Amy , appreciate you joining us today. Can you talk to us about a project that’s meant a lot to you?
The most meaningful project I’ve worked on has been my monthly handwritten letter subscriptions. We’re all familiar with the concept of a pen pal, but I wanted to marry the idea of encouraging letters with a sticker subscription. Each month the subscriber receives a handwritten letter, original sticker, and mini art print in the mail, an uplifting treat to look forward to.
The goal with these letters is to connect at the level of our humanity and shared experience. We may live in different places and lead very different lives, but we all share common threads: the changing of the seasons, the grief of missed expectations, the stress and joy of family and holidays, the yearning for meaning and creative expression.
There’s such an epidemic of loneliness right now with so much of our social lives happening on screens, and I really wanted to capture the slow-build connection that only handwritten snail mail can. These subscriptions are often given as gifts to encourage friends and family, from college-age daughters to retired moms and grandmothers. Some people are creative journalers looking for fun goodies to inspire their pages, and others are just like me and love sending and receiving something handmade.
Hundreds of letters have gone out since its inception in December 2022, and I look forward to even more growth ahead.

Great, appreciate you sharing that with us. Before we ask you to share more of your insights, can you take a moment to introduce yourself and how you got to where you are today to our readers.
AddPeace Studio began as a quick idea in the car. My best friend was opening her own bookstore in another state, and I wanted to be able to contribute in some way. I called her to see if I could make book-themed stickers for her store, having no idea how to make a sticker or how many bookish stickers already existed in the world. She encouraged me to go for it, and AddPeace Studio was born.
A few months later, the idea came for a handwritten letter subscription, a way to blend my love of letter writing with getting more stickers out into the world, and a few months after that, I began wholesaling my stickers to other bookstores.
AddPeace Studio is more than just stickers (or letters, or calendars, or whatever else I create), it’s a way to celebrate what we have in common. It’s a way to share the love of books, or nature, or grief, or daily humor, to take what makes us human and capture it for a moment in a sticker, in a letter, in art. My hope for anyone interacting with something I’ve made is that you leave feeling more seen, more loved, more connected, more peace.
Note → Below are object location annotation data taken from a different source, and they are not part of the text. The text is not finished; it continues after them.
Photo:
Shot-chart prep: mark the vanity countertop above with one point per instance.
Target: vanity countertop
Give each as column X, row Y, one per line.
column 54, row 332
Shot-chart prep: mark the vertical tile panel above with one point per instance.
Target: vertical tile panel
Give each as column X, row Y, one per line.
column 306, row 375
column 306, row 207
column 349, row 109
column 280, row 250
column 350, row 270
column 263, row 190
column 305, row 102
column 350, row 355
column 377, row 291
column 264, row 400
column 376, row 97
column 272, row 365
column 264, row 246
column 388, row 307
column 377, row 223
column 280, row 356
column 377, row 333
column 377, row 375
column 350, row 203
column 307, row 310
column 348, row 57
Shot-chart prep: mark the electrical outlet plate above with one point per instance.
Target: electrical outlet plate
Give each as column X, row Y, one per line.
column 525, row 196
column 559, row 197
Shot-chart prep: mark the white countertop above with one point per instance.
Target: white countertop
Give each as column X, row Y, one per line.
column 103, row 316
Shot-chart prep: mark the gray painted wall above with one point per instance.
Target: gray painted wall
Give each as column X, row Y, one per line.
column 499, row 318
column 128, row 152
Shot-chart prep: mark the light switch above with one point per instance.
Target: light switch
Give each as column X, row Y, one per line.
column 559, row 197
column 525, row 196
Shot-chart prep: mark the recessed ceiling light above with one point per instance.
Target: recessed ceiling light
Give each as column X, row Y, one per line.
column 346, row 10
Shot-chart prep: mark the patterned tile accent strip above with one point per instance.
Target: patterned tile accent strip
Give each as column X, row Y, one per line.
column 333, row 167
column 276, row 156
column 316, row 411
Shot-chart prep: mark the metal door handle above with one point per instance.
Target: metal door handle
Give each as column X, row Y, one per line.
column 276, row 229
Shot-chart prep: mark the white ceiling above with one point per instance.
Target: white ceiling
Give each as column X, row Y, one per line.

What’s a lesson you had to unlearn and what’s the backstory?
I grew up drawing as a kid. I loved art in school, and given a focused project and some direction, I was generally pleased with what I made, but underlying each project or drawing was this feeling of not being good enough, striving for perfection, an unwillingness to push through the messy middle of whatever I was creating. Those things don’t necessarily fade with time and maturity. I think the only thing that frees up your ability to create and call yourself an artist is to take yourself a little less seriously and play a little.
If you wait until what you’ve made is perfect, whatever that means, you’ve lost the momentum of the purpose of your art, to share yourself and your ideas. I think perfectionism is born out of our own fear and self-judgement. When you allow yourself to be a beginner, when you allow yourself to play and experiment, that’s where the magic happens. You slowly begin to realize perfection isn’t a thing, or if it is, it’s not what we really crave. We want what’s real. We want what’s human.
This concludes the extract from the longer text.